Trump's Fed Nominee Kevin Warsh Champions Unconventional Path to Cheaper Mortgages
WASHINGTON—In a move that could redefine the U.S. central bank's post-crisis role, President Donald Trump has tapped former Federal Reserve Governor Kevin Warsh as his nominee for Chair of the Federal Reserve. The announcement sets the stage for a potential philosophical overhaul at the world's most influential financial institution.
Trump, who has repeatedly voiced his preference for aggressive monetary easing, expressed strong confidence in his nominee. "He will never let you down," the President stated, underscoring a shared priority: significantly reducing mortgage rates to address housing affordability without triggering a decline in home values.
Warsh, who served from 2006 to 2011 during the depths of the financial crisis, brings a complex record to the role. Historically viewed as a policy "hawk" skeptical of easy money, he has since become a vocal critic of current Chair Jerome Powell, calling for a "regime change" away from crisis-era tools. His recent pivot to advocate for rate cuts places him in alignment with Trump's desires, but his proposed method is anything but conventional.
While the Fed directly controls only short-term interbank lending rates, its policies profoundly influence the mortgage market. The conventional toolkit includes adjusting the federal funds rate and using forward guidance. Warsh, however, argues these very tools are part of the problem.
In recent interviews and op-eds, Warsh has laid out a contrarian thesis. He contends that the Fed misunderstands inflation, attributing it not to consumer spending or wage growth, but to excessive government spending and monetary expansion. "At the core, I think inflation comes about when the government spends too much and prints too much," Warsh told Barron's.
His solution is paradoxical: to create room for lower interest rates, the Fed must first halt the "printing press" and aggressively shrink its $6.6 trillion balance sheet—a portfolio swollen with Treasury notes and mortgage-backed securities (MBS) from past stimulus efforts. "That largesse can be redeployed in the form of lower interest rates to support households and small and medium-size businesses," he wrote in The Wall Street Journal.
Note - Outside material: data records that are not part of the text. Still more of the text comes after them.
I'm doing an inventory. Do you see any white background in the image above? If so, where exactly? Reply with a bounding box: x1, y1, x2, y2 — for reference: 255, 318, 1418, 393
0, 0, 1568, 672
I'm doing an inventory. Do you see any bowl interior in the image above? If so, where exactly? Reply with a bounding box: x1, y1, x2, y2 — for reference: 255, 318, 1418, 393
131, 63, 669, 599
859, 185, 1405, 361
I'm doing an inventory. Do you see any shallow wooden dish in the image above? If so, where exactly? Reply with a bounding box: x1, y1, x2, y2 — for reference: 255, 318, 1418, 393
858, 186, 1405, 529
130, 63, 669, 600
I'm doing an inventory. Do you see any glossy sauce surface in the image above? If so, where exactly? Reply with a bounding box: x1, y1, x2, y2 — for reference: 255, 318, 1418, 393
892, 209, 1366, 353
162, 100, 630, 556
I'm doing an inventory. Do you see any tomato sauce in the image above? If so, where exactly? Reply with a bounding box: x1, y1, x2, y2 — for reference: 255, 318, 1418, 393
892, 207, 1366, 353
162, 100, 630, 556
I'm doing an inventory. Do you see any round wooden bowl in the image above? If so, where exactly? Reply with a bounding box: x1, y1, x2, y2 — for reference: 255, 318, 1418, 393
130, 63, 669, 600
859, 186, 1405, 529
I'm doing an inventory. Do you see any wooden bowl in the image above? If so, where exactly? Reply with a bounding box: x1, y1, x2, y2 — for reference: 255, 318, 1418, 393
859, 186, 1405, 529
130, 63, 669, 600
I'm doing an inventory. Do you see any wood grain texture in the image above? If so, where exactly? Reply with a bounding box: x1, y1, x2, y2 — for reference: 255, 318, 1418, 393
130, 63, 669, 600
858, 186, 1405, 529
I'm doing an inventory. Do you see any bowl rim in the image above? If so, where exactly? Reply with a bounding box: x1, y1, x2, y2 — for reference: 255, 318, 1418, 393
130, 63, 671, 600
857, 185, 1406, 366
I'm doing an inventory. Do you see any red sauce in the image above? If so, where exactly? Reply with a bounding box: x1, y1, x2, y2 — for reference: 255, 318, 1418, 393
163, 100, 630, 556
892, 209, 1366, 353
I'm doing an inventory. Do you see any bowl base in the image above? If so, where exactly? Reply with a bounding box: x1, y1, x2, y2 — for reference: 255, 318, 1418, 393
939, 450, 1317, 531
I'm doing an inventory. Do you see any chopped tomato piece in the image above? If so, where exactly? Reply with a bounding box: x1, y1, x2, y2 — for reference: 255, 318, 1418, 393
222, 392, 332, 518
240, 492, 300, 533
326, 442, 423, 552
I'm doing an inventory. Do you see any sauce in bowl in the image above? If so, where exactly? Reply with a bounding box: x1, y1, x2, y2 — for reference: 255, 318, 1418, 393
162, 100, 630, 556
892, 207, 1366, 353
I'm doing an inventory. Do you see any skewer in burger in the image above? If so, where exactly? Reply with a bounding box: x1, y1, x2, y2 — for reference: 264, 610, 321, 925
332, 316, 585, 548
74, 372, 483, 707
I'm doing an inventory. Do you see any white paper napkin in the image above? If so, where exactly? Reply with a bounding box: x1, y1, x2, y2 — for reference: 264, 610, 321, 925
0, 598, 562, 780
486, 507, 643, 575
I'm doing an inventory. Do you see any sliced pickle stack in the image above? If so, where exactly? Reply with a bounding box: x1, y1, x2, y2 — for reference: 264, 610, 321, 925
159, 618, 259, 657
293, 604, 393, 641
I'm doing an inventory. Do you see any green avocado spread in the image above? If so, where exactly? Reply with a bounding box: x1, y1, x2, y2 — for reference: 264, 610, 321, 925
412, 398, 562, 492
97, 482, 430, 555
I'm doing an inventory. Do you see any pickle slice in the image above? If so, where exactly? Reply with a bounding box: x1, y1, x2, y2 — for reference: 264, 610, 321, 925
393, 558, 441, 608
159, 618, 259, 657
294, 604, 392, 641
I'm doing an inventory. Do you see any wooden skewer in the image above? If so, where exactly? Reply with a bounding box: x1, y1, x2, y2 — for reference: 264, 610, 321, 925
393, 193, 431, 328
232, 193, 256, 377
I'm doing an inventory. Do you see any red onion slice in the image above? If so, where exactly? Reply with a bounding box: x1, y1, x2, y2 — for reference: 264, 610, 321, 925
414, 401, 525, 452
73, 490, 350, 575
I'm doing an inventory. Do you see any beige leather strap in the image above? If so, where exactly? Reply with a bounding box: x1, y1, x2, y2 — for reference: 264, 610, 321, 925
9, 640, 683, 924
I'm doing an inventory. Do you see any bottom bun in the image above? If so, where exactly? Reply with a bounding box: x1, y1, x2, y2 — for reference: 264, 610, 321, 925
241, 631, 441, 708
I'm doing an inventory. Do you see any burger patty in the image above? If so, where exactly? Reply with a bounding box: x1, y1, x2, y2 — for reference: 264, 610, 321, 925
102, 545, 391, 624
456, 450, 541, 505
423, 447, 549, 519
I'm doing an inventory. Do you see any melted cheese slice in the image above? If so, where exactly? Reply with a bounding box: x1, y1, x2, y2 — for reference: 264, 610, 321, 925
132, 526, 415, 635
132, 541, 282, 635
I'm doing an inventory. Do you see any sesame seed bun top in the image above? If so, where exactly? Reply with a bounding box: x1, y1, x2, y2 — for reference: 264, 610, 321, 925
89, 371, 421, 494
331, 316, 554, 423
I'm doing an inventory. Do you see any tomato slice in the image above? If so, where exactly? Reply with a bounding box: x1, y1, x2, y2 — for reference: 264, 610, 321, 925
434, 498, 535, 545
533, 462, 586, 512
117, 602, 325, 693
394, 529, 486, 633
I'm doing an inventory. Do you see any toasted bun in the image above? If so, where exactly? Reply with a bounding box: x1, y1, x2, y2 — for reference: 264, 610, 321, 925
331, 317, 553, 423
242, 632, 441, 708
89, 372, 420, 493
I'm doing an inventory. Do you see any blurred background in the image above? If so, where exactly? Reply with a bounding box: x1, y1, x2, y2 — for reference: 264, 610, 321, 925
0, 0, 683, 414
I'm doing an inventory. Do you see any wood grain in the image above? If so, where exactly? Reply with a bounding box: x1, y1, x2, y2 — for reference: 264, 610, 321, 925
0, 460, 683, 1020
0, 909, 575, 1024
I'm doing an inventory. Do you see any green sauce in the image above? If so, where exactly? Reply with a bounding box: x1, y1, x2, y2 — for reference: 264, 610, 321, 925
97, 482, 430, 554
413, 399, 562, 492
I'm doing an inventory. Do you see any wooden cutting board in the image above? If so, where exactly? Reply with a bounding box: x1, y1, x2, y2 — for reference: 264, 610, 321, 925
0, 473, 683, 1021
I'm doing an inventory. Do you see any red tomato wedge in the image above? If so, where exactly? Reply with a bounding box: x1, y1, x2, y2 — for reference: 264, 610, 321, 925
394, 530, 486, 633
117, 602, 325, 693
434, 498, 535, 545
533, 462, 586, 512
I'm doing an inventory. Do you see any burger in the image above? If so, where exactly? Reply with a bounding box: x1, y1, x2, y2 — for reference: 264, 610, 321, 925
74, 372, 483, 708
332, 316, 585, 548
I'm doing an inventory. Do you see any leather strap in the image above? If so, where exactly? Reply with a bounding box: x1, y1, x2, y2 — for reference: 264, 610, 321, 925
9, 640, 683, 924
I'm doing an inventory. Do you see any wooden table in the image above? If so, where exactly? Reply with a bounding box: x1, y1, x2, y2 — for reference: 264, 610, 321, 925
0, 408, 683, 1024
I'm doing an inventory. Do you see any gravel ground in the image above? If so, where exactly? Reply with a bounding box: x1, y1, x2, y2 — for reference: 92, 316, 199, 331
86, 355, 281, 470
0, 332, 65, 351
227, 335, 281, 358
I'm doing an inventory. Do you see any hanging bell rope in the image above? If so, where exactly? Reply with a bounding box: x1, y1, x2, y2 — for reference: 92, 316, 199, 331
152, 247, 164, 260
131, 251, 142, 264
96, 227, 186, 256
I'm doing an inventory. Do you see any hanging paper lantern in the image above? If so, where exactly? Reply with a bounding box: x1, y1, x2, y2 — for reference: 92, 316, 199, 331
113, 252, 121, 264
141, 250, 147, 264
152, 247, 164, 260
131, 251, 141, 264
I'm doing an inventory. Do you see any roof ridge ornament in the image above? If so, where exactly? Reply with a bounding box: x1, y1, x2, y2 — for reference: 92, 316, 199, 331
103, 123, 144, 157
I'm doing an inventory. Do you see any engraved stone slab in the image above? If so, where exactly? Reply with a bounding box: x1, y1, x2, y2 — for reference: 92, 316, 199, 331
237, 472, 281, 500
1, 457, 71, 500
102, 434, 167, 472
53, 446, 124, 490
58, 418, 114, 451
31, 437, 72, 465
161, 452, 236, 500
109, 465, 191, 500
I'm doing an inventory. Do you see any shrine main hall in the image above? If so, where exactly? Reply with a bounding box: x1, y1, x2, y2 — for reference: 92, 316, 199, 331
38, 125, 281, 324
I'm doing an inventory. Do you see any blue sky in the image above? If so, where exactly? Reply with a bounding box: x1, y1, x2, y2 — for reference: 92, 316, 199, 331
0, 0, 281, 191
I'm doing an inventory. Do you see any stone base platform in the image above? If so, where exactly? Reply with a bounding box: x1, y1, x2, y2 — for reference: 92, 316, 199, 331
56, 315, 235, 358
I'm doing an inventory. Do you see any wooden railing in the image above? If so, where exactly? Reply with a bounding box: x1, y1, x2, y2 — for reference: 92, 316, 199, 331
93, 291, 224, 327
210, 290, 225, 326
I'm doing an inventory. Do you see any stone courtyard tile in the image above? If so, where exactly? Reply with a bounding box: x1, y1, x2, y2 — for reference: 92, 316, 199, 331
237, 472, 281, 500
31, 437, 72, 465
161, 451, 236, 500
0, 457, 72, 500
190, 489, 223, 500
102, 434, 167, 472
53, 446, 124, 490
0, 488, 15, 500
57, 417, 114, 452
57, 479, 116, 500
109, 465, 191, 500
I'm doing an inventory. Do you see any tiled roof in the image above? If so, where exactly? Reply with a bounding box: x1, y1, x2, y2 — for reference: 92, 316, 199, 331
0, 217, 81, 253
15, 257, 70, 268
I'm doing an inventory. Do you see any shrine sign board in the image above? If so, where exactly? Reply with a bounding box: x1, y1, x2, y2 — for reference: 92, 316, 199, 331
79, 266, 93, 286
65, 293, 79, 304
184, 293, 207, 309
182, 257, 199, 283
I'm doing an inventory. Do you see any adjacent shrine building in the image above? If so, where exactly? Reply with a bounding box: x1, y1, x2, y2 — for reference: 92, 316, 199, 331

This stance puts him at odds with many economists. Notably, Warsh has suggested selling the Fed's $2 trillion in MBS holdings—a move some analysts warn could temporarily spike mortgage rates by flooding the market. This contrasts sharply with calls from some banking groups for the Fed to buy more MBS to压低 rates.
"Warsh is proposing to dismantle the very architecture the Fed built post-2008," said Realtor.com® senior economist Jake Krimmel. "This is not a crisis environment where the chair naturally accumulates outsized authority... Building consensus will be exceptionally difficult." The Federal Open Market Committee's recent decision to hold rates steady signals existing skepticism toward further cuts.
If confirmed, Warsh's challenge will be to persuade fellow policymakers that a return to a simpler, pre-2008 operational model can sustainably lower long-term rates by tackling what he sees as the monetary roots of inflation. The debate will center on whether this unorthodox vision represents a needed correction or a risky departure from proven crisis-fighting tools.
Voices from the Street
Eleanor Vance, Portfolio Manager at Sterling Trust: "Warsh's analysis is refreshingly focused on monetary fundamentals. For too long, the Fed has used blunt instruments that distort markets. A leaner balance sheet could restore healthier price discovery in the long run."
Marcus Thorne, Housing Advocate at Home for All Coalition: "This is terrifying. Selling MBS could make mortgages more expensive right now for families already struggling. It's an ideological experiment using the housing market as a lab rat. We need practical relief, not theoretical purism."
Dr. Aris Gupta, Economics Professor at Carlton University: "The proposal highlights a legitimate debate about the Fed's bloated footprint. However, the transmission mechanism from balance sheet reduction to lower mortgage rates is indirect and unproven. The immediate market volatility could outweigh any theoretical long-term benefit."
Janet Ribbon, Small Business Owner (Café Owner, Ohio): "I don't follow the dots and plots, but I know my loan rates. If this means cheaper credit for me to expand and for my customers to buy homes, I'm for it. The old way hasn't fixed the affordability crisis."